El cineasta griego Yorgos Lanthimos llamó la atención entre la cinefilia mundial con su segundo film, Canino (2009), una marcianada a medio camino entre el terror psicológico y la comedia grotesca.
Lo cierto es que Camino desconcertó a propios y extraños en el panorama festivalero. Y es que Yorgos Lanthimos ha adoptado sin dificultad el papel de “director rarito”. Es decir, uno de esos cineastas que generan fascinación y odio por igual, reacciones siempre más preferibles que la indiferencia.
Quizá poniendo un ojo en la meteórica carrera de Lars von Trier (un director que se las ha arreglado para continuar siendo polémico durante varias décadas), Lanthimos ha conseguido el prestigio suficiente como para rodar en inglés y con la presencia de actores conocidos internacionalmente, logrando de este modo una distribución nada desdeñable de sus obras.

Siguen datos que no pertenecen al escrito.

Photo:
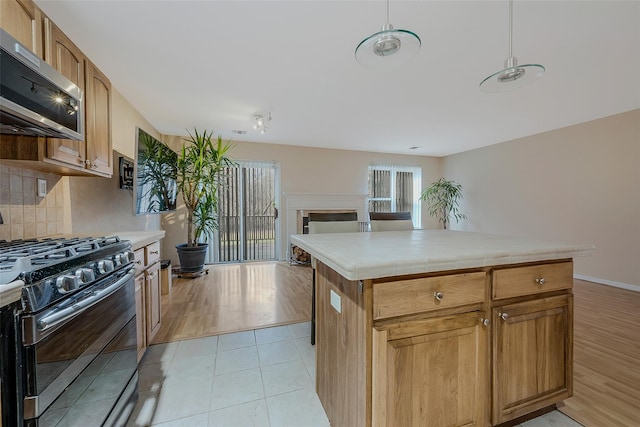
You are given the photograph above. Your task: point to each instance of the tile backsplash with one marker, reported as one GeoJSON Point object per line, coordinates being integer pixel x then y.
{"type": "Point", "coordinates": [25, 215]}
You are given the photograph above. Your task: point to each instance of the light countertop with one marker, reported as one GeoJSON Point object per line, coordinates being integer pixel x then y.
{"type": "Point", "coordinates": [138, 239]}
{"type": "Point", "coordinates": [369, 255]}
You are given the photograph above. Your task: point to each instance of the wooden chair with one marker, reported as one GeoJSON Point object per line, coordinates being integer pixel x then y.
{"type": "Point", "coordinates": [330, 223]}
{"type": "Point", "coordinates": [390, 221]}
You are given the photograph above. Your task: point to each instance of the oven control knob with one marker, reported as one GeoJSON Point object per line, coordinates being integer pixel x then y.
{"type": "Point", "coordinates": [67, 283]}
{"type": "Point", "coordinates": [85, 275]}
{"type": "Point", "coordinates": [105, 266]}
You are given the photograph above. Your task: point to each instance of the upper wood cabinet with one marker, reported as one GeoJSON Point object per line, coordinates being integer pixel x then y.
{"type": "Point", "coordinates": [24, 21]}
{"type": "Point", "coordinates": [98, 120]}
{"type": "Point", "coordinates": [93, 156]}
{"type": "Point", "coordinates": [65, 57]}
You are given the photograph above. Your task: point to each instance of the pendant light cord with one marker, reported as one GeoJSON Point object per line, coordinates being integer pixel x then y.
{"type": "Point", "coordinates": [510, 28]}
{"type": "Point", "coordinates": [387, 11]}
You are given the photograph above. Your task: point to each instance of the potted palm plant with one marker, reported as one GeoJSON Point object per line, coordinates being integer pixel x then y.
{"type": "Point", "coordinates": [200, 166]}
{"type": "Point", "coordinates": [442, 198]}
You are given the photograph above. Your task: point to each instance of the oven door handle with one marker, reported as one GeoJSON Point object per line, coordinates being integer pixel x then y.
{"type": "Point", "coordinates": [78, 307]}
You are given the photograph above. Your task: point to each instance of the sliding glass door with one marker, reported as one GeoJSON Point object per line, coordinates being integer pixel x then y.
{"type": "Point", "coordinates": [247, 214]}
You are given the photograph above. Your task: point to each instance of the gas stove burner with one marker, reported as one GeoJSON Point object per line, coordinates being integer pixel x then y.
{"type": "Point", "coordinates": [22, 259]}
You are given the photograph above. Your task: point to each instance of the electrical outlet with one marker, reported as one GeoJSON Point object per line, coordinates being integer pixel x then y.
{"type": "Point", "coordinates": [42, 187]}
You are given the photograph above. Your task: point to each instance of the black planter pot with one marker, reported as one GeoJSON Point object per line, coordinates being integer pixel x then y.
{"type": "Point", "coordinates": [192, 258]}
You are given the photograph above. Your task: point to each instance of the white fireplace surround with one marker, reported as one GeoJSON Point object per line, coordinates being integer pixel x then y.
{"type": "Point", "coordinates": [319, 201]}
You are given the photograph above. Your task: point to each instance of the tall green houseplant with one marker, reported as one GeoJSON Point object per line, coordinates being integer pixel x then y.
{"type": "Point", "coordinates": [443, 199]}
{"type": "Point", "coordinates": [201, 163]}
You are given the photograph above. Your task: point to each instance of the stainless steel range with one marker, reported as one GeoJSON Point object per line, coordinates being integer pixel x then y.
{"type": "Point", "coordinates": [69, 345]}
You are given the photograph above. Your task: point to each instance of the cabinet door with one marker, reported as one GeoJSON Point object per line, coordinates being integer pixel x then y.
{"type": "Point", "coordinates": [141, 323]}
{"type": "Point", "coordinates": [153, 301]}
{"type": "Point", "coordinates": [98, 121]}
{"type": "Point", "coordinates": [65, 57]}
{"type": "Point", "coordinates": [431, 372]}
{"type": "Point", "coordinates": [23, 20]}
{"type": "Point", "coordinates": [533, 356]}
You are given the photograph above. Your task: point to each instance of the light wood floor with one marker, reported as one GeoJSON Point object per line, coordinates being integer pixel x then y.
{"type": "Point", "coordinates": [236, 297]}
{"type": "Point", "coordinates": [606, 354]}
{"type": "Point", "coordinates": [250, 296]}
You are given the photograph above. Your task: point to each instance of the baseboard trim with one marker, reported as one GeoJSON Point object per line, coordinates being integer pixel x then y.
{"type": "Point", "coordinates": [627, 286]}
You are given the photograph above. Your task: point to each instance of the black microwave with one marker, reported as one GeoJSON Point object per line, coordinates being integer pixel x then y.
{"type": "Point", "coordinates": [35, 99]}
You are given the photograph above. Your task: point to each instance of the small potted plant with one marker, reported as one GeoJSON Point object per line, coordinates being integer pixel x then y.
{"type": "Point", "coordinates": [201, 162]}
{"type": "Point", "coordinates": [442, 198]}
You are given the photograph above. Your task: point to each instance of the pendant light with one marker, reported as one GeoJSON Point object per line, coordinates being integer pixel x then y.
{"type": "Point", "coordinates": [513, 75]}
{"type": "Point", "coordinates": [388, 47]}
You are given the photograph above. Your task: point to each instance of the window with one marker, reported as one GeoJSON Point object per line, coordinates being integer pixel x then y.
{"type": "Point", "coordinates": [396, 189]}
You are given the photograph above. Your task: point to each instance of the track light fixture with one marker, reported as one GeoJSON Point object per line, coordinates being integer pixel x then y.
{"type": "Point", "coordinates": [261, 122]}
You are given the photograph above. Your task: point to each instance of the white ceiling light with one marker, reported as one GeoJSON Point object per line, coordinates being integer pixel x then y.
{"type": "Point", "coordinates": [261, 122]}
{"type": "Point", "coordinates": [513, 75]}
{"type": "Point", "coordinates": [388, 47]}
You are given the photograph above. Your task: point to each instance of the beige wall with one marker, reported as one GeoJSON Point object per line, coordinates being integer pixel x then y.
{"type": "Point", "coordinates": [75, 204]}
{"type": "Point", "coordinates": [306, 170]}
{"type": "Point", "coordinates": [576, 184]}
{"type": "Point", "coordinates": [25, 215]}
{"type": "Point", "coordinates": [99, 204]}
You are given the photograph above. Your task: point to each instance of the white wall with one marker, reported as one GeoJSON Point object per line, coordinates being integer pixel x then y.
{"type": "Point", "coordinates": [576, 184]}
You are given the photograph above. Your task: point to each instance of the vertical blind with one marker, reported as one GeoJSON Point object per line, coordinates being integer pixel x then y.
{"type": "Point", "coordinates": [395, 188]}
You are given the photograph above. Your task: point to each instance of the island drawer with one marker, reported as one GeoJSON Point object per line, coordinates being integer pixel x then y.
{"type": "Point", "coordinates": [531, 280]}
{"type": "Point", "coordinates": [391, 299]}
{"type": "Point", "coordinates": [139, 260]}
{"type": "Point", "coordinates": [152, 253]}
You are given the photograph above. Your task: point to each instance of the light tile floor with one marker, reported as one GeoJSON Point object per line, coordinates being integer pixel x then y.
{"type": "Point", "coordinates": [263, 377]}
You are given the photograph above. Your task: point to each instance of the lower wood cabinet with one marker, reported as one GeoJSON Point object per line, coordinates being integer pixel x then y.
{"type": "Point", "coordinates": [461, 348]}
{"type": "Point", "coordinates": [431, 372]}
{"type": "Point", "coordinates": [532, 355]}
{"type": "Point", "coordinates": [141, 323]}
{"type": "Point", "coordinates": [153, 300]}
{"type": "Point", "coordinates": [148, 295]}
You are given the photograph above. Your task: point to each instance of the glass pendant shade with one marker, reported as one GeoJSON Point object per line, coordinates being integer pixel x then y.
{"type": "Point", "coordinates": [513, 75]}
{"type": "Point", "coordinates": [388, 48]}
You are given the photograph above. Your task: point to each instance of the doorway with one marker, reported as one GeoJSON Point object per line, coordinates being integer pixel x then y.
{"type": "Point", "coordinates": [247, 214]}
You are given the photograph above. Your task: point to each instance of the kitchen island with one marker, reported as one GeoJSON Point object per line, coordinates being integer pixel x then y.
{"type": "Point", "coordinates": [441, 328]}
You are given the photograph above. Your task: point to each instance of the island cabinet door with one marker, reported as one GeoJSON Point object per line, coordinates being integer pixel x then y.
{"type": "Point", "coordinates": [431, 373]}
{"type": "Point", "coordinates": [533, 353]}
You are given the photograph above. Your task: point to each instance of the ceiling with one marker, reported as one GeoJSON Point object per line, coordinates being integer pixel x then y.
{"type": "Point", "coordinates": [215, 64]}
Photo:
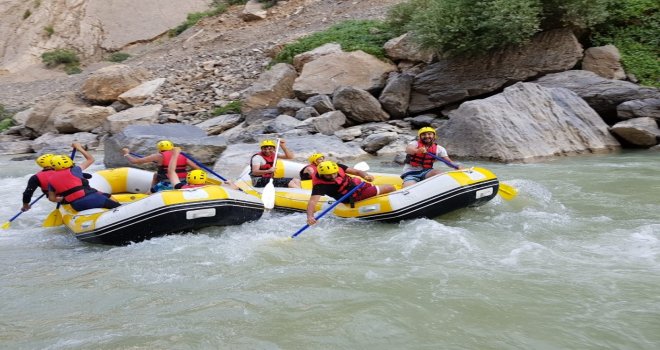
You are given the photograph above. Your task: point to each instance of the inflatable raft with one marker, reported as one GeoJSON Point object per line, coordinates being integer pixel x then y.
{"type": "Point", "coordinates": [430, 198]}
{"type": "Point", "coordinates": [144, 216]}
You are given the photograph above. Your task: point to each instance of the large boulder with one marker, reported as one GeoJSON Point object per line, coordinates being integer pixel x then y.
{"type": "Point", "coordinates": [603, 95]}
{"type": "Point", "coordinates": [526, 122]}
{"type": "Point", "coordinates": [142, 139]}
{"type": "Point", "coordinates": [455, 79]}
{"type": "Point", "coordinates": [326, 73]}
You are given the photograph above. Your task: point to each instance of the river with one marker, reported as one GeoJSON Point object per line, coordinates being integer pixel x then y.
{"type": "Point", "coordinates": [573, 262]}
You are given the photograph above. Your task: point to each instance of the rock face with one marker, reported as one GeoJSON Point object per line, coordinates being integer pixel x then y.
{"type": "Point", "coordinates": [452, 80]}
{"type": "Point", "coordinates": [524, 123]}
{"type": "Point", "coordinates": [357, 69]}
{"type": "Point", "coordinates": [88, 27]}
{"type": "Point", "coordinates": [603, 95]}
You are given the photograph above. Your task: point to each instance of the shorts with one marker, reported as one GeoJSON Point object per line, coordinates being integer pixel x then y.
{"type": "Point", "coordinates": [367, 191]}
{"type": "Point", "coordinates": [94, 200]}
{"type": "Point", "coordinates": [415, 175]}
{"type": "Point", "coordinates": [263, 181]}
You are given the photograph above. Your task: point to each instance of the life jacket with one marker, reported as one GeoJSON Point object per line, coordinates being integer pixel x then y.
{"type": "Point", "coordinates": [424, 160]}
{"type": "Point", "coordinates": [269, 164]}
{"type": "Point", "coordinates": [306, 176]}
{"type": "Point", "coordinates": [69, 186]}
{"type": "Point", "coordinates": [345, 183]}
{"type": "Point", "coordinates": [181, 164]}
{"type": "Point", "coordinates": [43, 177]}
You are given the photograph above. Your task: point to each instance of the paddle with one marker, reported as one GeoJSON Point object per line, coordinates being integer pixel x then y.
{"type": "Point", "coordinates": [506, 191]}
{"type": "Point", "coordinates": [318, 217]}
{"type": "Point", "coordinates": [268, 194]}
{"type": "Point", "coordinates": [55, 217]}
{"type": "Point", "coordinates": [8, 223]}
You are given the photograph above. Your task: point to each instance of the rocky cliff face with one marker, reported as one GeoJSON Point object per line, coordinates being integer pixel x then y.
{"type": "Point", "coordinates": [29, 28]}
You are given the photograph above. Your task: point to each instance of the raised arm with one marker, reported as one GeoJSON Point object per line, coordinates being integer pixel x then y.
{"type": "Point", "coordinates": [89, 159]}
{"type": "Point", "coordinates": [171, 168]}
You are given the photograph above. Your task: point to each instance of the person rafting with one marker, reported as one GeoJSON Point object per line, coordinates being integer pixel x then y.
{"type": "Point", "coordinates": [162, 158]}
{"type": "Point", "coordinates": [38, 180]}
{"type": "Point", "coordinates": [419, 163]}
{"type": "Point", "coordinates": [332, 179]}
{"type": "Point", "coordinates": [262, 165]}
{"type": "Point", "coordinates": [69, 184]}
{"type": "Point", "coordinates": [309, 170]}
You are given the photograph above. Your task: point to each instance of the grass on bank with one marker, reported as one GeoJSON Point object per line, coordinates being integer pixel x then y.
{"type": "Point", "coordinates": [366, 35]}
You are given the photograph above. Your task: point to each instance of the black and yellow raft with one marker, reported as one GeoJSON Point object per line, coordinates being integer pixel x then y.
{"type": "Point", "coordinates": [430, 198]}
{"type": "Point", "coordinates": [143, 216]}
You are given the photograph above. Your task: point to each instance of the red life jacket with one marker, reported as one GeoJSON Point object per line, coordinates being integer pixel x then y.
{"type": "Point", "coordinates": [43, 177]}
{"type": "Point", "coordinates": [345, 182]}
{"type": "Point", "coordinates": [180, 165]}
{"type": "Point", "coordinates": [423, 160]}
{"type": "Point", "coordinates": [306, 176]}
{"type": "Point", "coordinates": [68, 185]}
{"type": "Point", "coordinates": [269, 164]}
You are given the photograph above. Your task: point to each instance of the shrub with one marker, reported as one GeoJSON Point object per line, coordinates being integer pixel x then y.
{"type": "Point", "coordinates": [119, 57]}
{"type": "Point", "coordinates": [192, 18]}
{"type": "Point", "coordinates": [229, 108]}
{"type": "Point", "coordinates": [60, 56]}
{"type": "Point", "coordinates": [368, 36]}
{"type": "Point", "coordinates": [49, 31]}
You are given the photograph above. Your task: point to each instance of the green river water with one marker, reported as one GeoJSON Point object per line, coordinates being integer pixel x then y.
{"type": "Point", "coordinates": [573, 262]}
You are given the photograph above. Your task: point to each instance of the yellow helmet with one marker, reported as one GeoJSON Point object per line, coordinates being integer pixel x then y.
{"type": "Point", "coordinates": [164, 145]}
{"type": "Point", "coordinates": [314, 157]}
{"type": "Point", "coordinates": [196, 177]}
{"type": "Point", "coordinates": [327, 168]}
{"type": "Point", "coordinates": [61, 162]}
{"type": "Point", "coordinates": [44, 160]}
{"type": "Point", "coordinates": [266, 143]}
{"type": "Point", "coordinates": [426, 129]}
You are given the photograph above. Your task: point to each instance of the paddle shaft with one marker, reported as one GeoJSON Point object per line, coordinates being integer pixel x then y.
{"type": "Point", "coordinates": [21, 212]}
{"type": "Point", "coordinates": [443, 160]}
{"type": "Point", "coordinates": [329, 208]}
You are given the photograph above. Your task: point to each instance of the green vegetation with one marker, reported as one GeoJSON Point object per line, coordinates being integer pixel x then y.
{"type": "Point", "coordinates": [5, 118]}
{"type": "Point", "coordinates": [49, 31]}
{"type": "Point", "coordinates": [634, 28]}
{"type": "Point", "coordinates": [230, 108]}
{"type": "Point", "coordinates": [118, 57]}
{"type": "Point", "coordinates": [368, 36]}
{"type": "Point", "coordinates": [456, 28]}
{"type": "Point", "coordinates": [217, 7]}
{"type": "Point", "coordinates": [66, 57]}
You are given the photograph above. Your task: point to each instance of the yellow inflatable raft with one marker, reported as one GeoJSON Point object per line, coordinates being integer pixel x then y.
{"type": "Point", "coordinates": [143, 216]}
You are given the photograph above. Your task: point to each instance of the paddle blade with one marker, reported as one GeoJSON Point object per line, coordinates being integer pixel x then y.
{"type": "Point", "coordinates": [363, 166]}
{"type": "Point", "coordinates": [507, 192]}
{"type": "Point", "coordinates": [268, 195]}
{"type": "Point", "coordinates": [53, 219]}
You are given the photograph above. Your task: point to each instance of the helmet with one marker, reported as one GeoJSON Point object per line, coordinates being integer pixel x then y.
{"type": "Point", "coordinates": [426, 129]}
{"type": "Point", "coordinates": [44, 160]}
{"type": "Point", "coordinates": [327, 168]}
{"type": "Point", "coordinates": [196, 177]}
{"type": "Point", "coordinates": [314, 157]}
{"type": "Point", "coordinates": [61, 162]}
{"type": "Point", "coordinates": [266, 143]}
{"type": "Point", "coordinates": [164, 145]}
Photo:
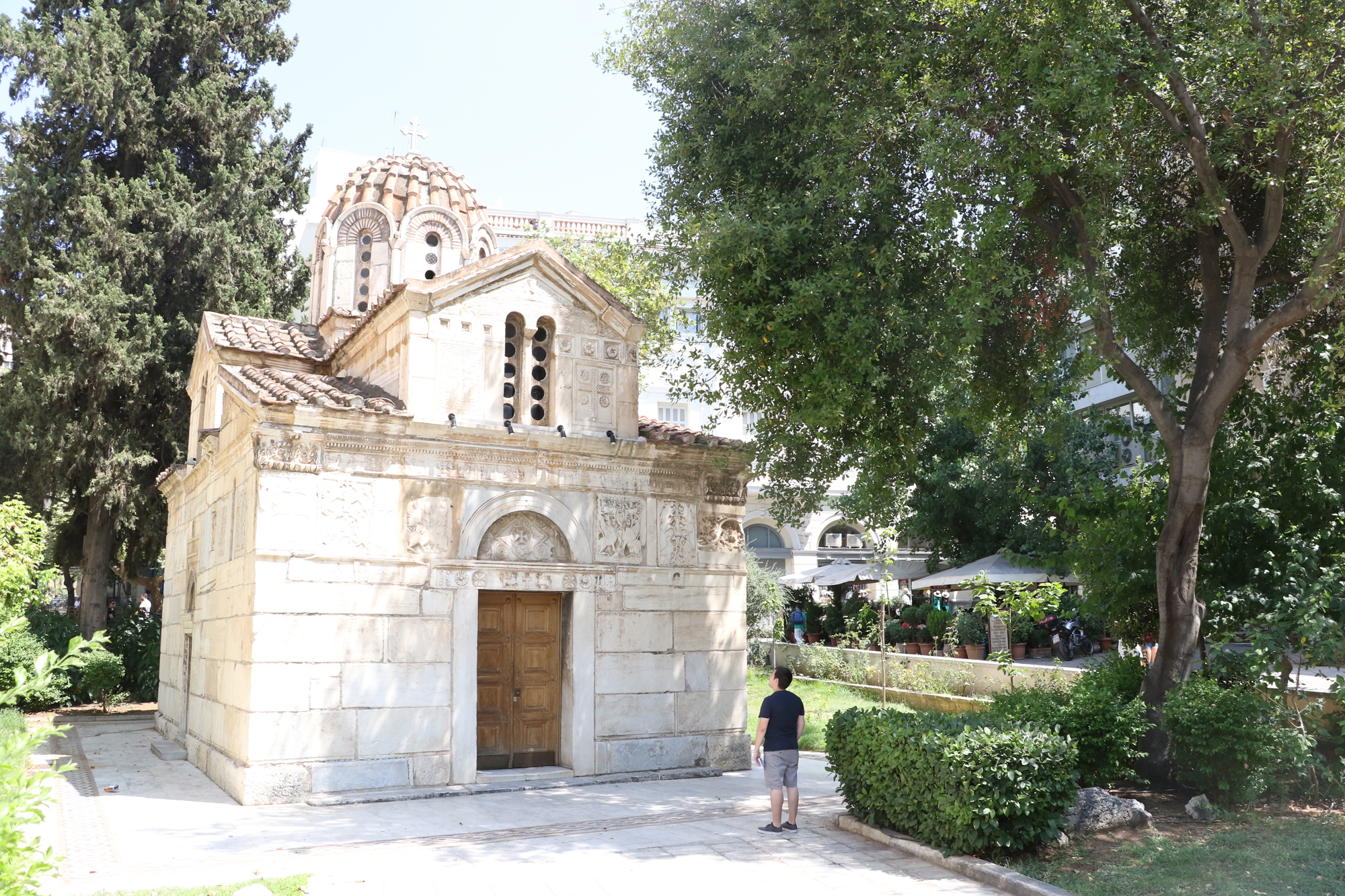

Colin Farrell repite con el griego tras Langosta (2015) y Nicole Kidman vuelve a arriesgar su caché estelar y se pone a las órdenes de un director (en principio) ajeno a Hollywood, pero con legión de admiradores cinéfilos, toda una constante en su carrera. Por su parte, el ascendente Barry Keoghan comparte protagonismo como el joven ¿villano? de la función aportando inquietante inexpresividad a un personaje misterioso y desconcertante.
Inspirada de forma tangencial en la tragedia Ifigenia en Áulide, de Eurípides, la historia que se nos cuenta en El sacrificio de un ciervo sagrado es bastante sencilla e incluye un toque sobrenatural que no vamos a desvelar.
La carga de simbolismos o sutilezas puede ser más o menos discutible, dependiendo las ganas que tenga el espectador de detectarla, pero el argumento puro y duro podría valer como base para una historieta de la revista de cómics Creepy, y ni siquiera una de las más originales. Sin revelar detalles, baste decir que el film sumerge al protagonista en una decisión similar a la de Sophie, o más propia de uno de esos momentos de las películas Saw en las que un personaje es atrapado en una trampa horrible a causa de un pecado oculto de su pasado.
Para darle más empaque al producto, Yorgos Lanthimos imita sin vergüenza alguna el estilo de El resplandor (Stanley Kubrick, 1980), tanto en las imágenes como en el sonido, buscando la tensión constante con músicas y ruidos ominosos, truco tramposo que explotó Kubrick en su adaptación de la novela de Stephen King.
Grandes angulares, zooms, vistosos seguimientos con Steadicam a los personajes, utilización de elementos del escenario para enmarcar a los actores y textura cinematográfica de sabor añejo (soberbio trabajo del director de fotografía Thimios Bakatakis) recuerdan inevitablemente a la popular cinta de Kubrick. ¿Homenaje? ¿Intención de recuperar el terror inquietante de otras épocas? Al fin y al cabo, las sombras de Polanski e Ira Levin también se proyectan sobre el film de Lanthimos, a través de secuencias aparentemente cotidianas en las que se percibe que algo no va bien, con unos personajes que hablan casi como robots recitando un texto.
El sacrificio de un ciervo sagrado se va haciendo más brutal a medida que avanza el metraje, pero, curiosamente, contiene mayor grado de tensión antes de que comiencen los incidentes llamativos, cuando todavía hay una amenaza indeterminada.
No nos encontramos ante una película amable o estándar, pero si tenemos en cuenta la filmografía previa de Yorgos Lanthimos, casi podríamos hablar de su primer film comercial.
Sinopsis
Steven (Colin Farrell) es un carismático cirujano casado con Anna (Nicole Kidman), una respetada oftalmóloga. Viven felices junto a sus dos hijos, Kim (Raffey Cassidy) y Bob (Sunny Suljic). Cuando Steven entabla amistad con Martin (Barry Keoghan), un niño de dieciséis años que ha perdido a su padre, los acontecimientos dan un giro siniestro. Steven tendrá que escoger entre cometer un impactante sacrificio o arriesgarse a perderlo todo.